Dáil debates

Wednesday, 6 April 2011

Bank Reorganisation: Statements

 

1:00 pm

Photo of Lucinda CreightonLucinda Creighton (Dublin South East, Fine Gael)

This is probably a more gracious acknowledgment than we have seen from many of his colleagues. The Government is just three weeks in office and has been on a roller-coaster ride in dealing with many of the issues left hanging when the outgoing Government scarpered to the country. A mammoth task faces the Government. This is only the first step but it is an important step. I wholeheartedly stand over the steps taken by the Government and the Minister for Finance, Deputy Michael Noonan, last week in responding to the crucial stress tests. The objectives of the stress tests were threefold - to restore confidence; to recapitalise and restructure the banks; and to restore credit to the economy. The last of those objectives is incredibly important. To have any credible plan to exit the crippling debt crisis we face we must restore solvency to our banks and to the State.

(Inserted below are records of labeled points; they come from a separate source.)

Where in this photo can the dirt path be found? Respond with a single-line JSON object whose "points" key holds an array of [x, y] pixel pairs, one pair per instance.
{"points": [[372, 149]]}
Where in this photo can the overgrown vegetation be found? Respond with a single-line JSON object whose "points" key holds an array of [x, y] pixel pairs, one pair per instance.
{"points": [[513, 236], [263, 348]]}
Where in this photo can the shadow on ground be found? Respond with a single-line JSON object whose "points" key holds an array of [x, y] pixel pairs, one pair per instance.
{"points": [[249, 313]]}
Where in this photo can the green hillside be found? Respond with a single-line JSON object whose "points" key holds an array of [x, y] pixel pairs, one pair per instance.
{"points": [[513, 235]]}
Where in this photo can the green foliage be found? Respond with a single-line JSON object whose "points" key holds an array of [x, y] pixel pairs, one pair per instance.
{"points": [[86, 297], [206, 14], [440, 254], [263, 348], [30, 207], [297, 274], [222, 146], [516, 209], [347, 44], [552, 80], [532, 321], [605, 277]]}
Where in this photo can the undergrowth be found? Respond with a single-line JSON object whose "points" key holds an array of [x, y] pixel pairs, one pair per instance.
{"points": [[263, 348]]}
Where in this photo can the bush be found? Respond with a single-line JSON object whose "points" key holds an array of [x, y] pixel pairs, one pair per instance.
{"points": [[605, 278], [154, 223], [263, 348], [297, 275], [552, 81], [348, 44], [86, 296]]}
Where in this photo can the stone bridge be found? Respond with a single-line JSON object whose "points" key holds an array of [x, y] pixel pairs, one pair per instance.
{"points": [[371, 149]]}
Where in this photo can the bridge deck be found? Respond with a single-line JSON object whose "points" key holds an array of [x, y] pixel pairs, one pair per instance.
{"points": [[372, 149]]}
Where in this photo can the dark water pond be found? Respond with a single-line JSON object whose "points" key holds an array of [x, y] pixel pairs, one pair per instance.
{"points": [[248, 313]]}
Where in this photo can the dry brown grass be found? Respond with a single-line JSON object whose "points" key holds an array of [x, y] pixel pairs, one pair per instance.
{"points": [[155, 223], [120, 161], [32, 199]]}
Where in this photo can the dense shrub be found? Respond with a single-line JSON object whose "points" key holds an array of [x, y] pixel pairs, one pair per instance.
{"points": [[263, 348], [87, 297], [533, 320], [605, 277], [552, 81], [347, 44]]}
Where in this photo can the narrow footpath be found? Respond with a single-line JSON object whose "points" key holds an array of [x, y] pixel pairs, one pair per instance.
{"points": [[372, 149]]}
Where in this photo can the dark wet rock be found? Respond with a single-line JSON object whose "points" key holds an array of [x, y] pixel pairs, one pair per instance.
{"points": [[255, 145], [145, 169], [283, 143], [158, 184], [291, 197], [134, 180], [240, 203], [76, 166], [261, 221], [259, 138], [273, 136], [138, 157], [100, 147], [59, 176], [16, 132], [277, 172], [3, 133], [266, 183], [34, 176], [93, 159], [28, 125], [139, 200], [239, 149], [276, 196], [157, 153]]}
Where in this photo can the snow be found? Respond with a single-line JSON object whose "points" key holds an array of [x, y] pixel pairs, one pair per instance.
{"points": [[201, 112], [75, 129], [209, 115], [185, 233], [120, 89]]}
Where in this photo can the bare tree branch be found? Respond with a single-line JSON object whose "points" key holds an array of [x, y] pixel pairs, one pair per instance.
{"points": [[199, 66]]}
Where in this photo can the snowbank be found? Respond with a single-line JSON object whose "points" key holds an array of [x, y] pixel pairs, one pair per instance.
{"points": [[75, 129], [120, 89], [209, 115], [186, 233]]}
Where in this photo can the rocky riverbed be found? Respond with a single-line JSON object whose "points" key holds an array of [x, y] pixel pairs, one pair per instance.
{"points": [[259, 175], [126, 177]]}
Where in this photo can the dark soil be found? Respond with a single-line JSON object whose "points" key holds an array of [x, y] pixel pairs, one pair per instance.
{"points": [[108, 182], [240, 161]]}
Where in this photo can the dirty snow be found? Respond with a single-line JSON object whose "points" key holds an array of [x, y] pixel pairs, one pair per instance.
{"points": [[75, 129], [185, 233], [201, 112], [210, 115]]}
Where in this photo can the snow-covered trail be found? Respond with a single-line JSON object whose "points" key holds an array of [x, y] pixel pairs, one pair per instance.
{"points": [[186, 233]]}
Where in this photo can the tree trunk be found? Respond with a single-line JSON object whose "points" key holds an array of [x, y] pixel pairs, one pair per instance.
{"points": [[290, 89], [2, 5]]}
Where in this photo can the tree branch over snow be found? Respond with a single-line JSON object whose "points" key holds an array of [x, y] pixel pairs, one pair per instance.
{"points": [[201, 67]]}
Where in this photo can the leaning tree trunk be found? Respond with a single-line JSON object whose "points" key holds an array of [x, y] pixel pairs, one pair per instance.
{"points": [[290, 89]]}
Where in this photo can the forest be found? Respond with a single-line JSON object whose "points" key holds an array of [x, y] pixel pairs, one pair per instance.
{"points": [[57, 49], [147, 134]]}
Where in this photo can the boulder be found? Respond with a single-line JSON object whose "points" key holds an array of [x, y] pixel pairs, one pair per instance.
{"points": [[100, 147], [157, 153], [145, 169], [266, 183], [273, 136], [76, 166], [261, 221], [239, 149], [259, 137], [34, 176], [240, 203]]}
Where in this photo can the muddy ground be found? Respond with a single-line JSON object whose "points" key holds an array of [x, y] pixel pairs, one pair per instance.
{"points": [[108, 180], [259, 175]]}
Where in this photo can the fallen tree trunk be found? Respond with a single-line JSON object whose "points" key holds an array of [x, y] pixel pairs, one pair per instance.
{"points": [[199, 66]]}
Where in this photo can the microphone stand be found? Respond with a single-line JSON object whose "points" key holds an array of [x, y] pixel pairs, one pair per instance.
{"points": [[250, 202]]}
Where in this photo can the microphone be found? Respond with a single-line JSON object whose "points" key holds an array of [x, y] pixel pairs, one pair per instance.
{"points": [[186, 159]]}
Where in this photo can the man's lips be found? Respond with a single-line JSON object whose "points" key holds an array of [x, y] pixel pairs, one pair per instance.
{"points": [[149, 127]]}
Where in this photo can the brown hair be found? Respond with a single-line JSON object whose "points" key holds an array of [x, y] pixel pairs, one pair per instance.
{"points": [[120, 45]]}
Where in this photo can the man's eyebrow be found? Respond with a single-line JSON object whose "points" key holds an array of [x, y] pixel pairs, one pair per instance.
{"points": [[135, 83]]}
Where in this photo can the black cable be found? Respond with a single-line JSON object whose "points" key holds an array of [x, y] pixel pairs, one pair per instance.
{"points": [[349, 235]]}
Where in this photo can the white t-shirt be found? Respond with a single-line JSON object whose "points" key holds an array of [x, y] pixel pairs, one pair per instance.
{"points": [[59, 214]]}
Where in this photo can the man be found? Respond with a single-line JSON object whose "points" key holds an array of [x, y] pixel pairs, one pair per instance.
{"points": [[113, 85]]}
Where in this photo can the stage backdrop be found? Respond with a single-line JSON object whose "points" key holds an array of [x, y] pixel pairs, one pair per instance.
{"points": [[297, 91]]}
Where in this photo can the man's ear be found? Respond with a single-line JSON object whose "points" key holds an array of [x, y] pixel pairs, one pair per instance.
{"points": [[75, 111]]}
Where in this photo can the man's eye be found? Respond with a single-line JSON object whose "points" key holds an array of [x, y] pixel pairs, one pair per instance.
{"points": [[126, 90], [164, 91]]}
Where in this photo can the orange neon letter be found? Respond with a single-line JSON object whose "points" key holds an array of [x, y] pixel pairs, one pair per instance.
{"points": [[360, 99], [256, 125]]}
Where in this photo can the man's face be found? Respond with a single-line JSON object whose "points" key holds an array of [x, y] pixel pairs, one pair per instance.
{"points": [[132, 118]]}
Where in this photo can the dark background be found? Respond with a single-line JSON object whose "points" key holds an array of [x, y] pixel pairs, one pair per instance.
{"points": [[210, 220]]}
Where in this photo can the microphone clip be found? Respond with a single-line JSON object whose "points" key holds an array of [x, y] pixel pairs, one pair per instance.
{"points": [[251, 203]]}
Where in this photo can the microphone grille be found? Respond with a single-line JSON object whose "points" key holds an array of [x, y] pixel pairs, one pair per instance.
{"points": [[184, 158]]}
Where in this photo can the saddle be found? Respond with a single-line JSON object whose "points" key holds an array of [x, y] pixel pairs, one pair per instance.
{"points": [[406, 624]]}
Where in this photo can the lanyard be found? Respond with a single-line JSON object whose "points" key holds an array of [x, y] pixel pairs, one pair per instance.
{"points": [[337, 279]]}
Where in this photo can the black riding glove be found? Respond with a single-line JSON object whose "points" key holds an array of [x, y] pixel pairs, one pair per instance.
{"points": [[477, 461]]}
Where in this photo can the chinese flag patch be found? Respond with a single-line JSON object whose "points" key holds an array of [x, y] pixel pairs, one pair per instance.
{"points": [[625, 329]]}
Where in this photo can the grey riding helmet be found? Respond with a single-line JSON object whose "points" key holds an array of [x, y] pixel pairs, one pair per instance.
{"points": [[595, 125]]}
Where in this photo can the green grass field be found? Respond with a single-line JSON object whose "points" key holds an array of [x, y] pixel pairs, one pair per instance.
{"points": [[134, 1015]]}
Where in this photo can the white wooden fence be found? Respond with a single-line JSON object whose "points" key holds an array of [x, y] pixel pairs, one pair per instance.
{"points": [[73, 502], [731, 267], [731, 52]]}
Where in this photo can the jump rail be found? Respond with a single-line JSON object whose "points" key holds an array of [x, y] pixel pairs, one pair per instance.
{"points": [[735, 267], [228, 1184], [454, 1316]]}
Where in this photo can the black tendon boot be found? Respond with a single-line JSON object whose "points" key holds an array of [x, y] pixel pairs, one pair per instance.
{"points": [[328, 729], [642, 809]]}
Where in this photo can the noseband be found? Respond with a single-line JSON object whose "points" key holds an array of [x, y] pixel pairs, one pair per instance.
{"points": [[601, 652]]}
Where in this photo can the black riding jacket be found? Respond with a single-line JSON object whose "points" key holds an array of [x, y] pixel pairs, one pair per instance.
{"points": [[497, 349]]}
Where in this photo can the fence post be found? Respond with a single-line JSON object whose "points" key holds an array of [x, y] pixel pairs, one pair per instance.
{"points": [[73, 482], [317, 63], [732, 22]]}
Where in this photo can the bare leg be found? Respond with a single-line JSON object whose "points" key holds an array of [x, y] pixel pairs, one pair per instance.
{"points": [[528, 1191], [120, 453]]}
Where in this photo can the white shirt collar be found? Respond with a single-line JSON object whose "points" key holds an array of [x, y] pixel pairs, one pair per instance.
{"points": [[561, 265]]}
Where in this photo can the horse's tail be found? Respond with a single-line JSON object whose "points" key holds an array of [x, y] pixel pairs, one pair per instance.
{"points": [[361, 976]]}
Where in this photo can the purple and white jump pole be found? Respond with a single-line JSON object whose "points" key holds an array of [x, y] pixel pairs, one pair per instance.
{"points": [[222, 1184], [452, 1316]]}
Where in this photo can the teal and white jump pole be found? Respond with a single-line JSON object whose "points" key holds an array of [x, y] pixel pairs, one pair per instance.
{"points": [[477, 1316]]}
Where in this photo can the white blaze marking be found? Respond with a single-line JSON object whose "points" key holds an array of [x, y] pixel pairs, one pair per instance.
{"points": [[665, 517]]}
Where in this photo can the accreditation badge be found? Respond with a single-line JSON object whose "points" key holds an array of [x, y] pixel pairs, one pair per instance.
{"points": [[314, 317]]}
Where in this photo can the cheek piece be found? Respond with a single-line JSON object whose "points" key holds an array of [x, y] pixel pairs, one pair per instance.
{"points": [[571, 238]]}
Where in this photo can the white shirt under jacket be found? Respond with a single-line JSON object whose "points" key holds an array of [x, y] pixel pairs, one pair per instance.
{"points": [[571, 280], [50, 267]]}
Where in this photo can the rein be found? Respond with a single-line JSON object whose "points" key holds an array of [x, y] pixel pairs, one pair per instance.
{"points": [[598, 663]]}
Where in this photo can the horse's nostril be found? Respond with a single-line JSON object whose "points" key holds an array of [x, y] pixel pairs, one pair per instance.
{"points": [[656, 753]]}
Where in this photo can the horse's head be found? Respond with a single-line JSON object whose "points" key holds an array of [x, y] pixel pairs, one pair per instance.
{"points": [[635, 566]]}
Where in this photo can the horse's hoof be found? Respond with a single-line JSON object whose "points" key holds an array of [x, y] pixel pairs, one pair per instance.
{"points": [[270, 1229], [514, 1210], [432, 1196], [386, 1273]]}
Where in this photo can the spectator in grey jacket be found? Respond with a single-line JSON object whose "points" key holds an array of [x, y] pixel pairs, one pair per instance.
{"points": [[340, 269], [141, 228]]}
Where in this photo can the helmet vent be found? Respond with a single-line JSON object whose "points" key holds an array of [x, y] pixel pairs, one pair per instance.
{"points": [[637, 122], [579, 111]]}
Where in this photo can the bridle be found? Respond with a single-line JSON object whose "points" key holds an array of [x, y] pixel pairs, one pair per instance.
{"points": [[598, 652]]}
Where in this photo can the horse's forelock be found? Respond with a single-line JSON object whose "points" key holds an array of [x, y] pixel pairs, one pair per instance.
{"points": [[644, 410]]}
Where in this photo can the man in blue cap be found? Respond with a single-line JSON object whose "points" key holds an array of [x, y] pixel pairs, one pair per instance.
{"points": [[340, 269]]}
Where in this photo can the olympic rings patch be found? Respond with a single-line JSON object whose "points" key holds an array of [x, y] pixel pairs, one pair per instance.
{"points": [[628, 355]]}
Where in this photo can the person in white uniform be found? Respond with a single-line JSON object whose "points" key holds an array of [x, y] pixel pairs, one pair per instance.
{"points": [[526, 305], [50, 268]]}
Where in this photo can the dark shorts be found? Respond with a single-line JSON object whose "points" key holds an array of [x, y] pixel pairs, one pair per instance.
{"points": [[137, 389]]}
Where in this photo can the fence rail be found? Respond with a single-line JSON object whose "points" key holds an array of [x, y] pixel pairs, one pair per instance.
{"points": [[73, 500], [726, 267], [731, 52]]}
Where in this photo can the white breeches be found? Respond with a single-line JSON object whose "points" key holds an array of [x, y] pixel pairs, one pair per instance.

Notwithstanding some of the somewhat misleading remarks from Deputies opposite, it is essential to point out that the fortunes of the Irish banking system are not divisible from the fortunes of this State. A credible and viable banking system is essential to our economy and, therefore, our society because society is dependent and interlinked with our economy. It is important this is acknowledged by all Members of this House.

The key actions which have taken place in the past number of days, as announced by the Minister, which will be ongoing in the months ahead include radical reorganisation of the banking system to serve the needs of our economy. I reject the contention from Members of the House that this is simply continuity of previous Government policy. It is a bold move to restructure the banks, something we have not seen before. We did not see any meaningful restructuring of the banking sector from the previous Government. It is essential that this is implemented as quickly as possible. The deleveraging of the banking system to reduce lending in areas which will not support our economic recovery is also essential. The emphasis on banks trying to sort out their balance sheet problems in so far as is possible, is also an essential element. Returning our banks to profitability by reducing their cost base is also a key step forward. No doubt the Government will return in the months ahead to the issues associated with restructuring and revamping the banking sector. We will be keeping a close eye on progress and ensuring banks step up to the plate, as is required by Government and expected by members of the public, and rightly so.

It is important to note that barring some major disaster this package should - I believe it will - enable the industry to withstand any future shock. I accept the point made by many Members that we have heard this before. It is what we have been hearing from Government for the past two and a half years. However, what is different on this occasion is the depth and comprehensive nature of the stress tests which have been completed. That is an important distinction. They carry credibility on the international markets and with our trading partners, which is important.

It has been highlighted in recent days the output growth tends to be slow for years following a banking crisis. However, we must do everything to ensure that we can create the conditions for business to foster growth. Members will be aware that export growth is already moving rapidly ahead. In some cases, it is growing in double digits. We must now concentrate on the domestic economy, in particular the small and medium enterprise sector. New lending is essential to our domestic economy. For SMEs and new mortgage lending, the new core pillar banks will provide approximately €16 billion to €20 billion over three years. This is likely to make a significant difference in serving the projected needs of the SME sector. This again marks a significant departure from previous recapitalisations which did not result in any freeing up of credit to SMEs. Banks were previously at risk of hoarding capital owing to concerns about loan losses. Members will be aware that this did happen. It is no longer an aspiration of Government to ensure the free flow of credit rather it will be a reality on the basis of the €24 billion recapitalisation announced by the Minister.

There has been much scoffing from the opposite side of the House about the support of our European partners from whom we have received an enormous amount of support. I do not hesitate to use the term "European partners". Our EU partners have shown a significant degree of solidarity towards us, which has been essential to our well-being and in terms of assisting us in meeting our public service demands, running the State, keeping current spending flowing and ensuring elements of the capital programme were maintained. As pointed out by the Minister for Finance in his article last week for FT, the EU has for decades since we joined in 1973, helped to make Ireland business friendly and entrepreneurial. The recent solidarity, by way of liquidity support, from the eurosystem and ECB has been critical in ensuring our ATMS continue to function and that no problems arise for depositors. At a time when our credibility has been at an all-time low, it has enabled our banks to function, although not in an entirely satisfactory fashion.

We need to step back and think about this. The combined liquidity assistance from the ECB to Irish banks amounts to €177 billion, some €117 billion in ordinary funding mechanisms and a further €60 billion in emergency funding, which is not to be sneezed at. Much of this has been made available to our banks at the low interest rate of 1%, which is not something about which we are reading in the press. To my knowledge, this has not been acknowledged by anyone on the opposite side of the House.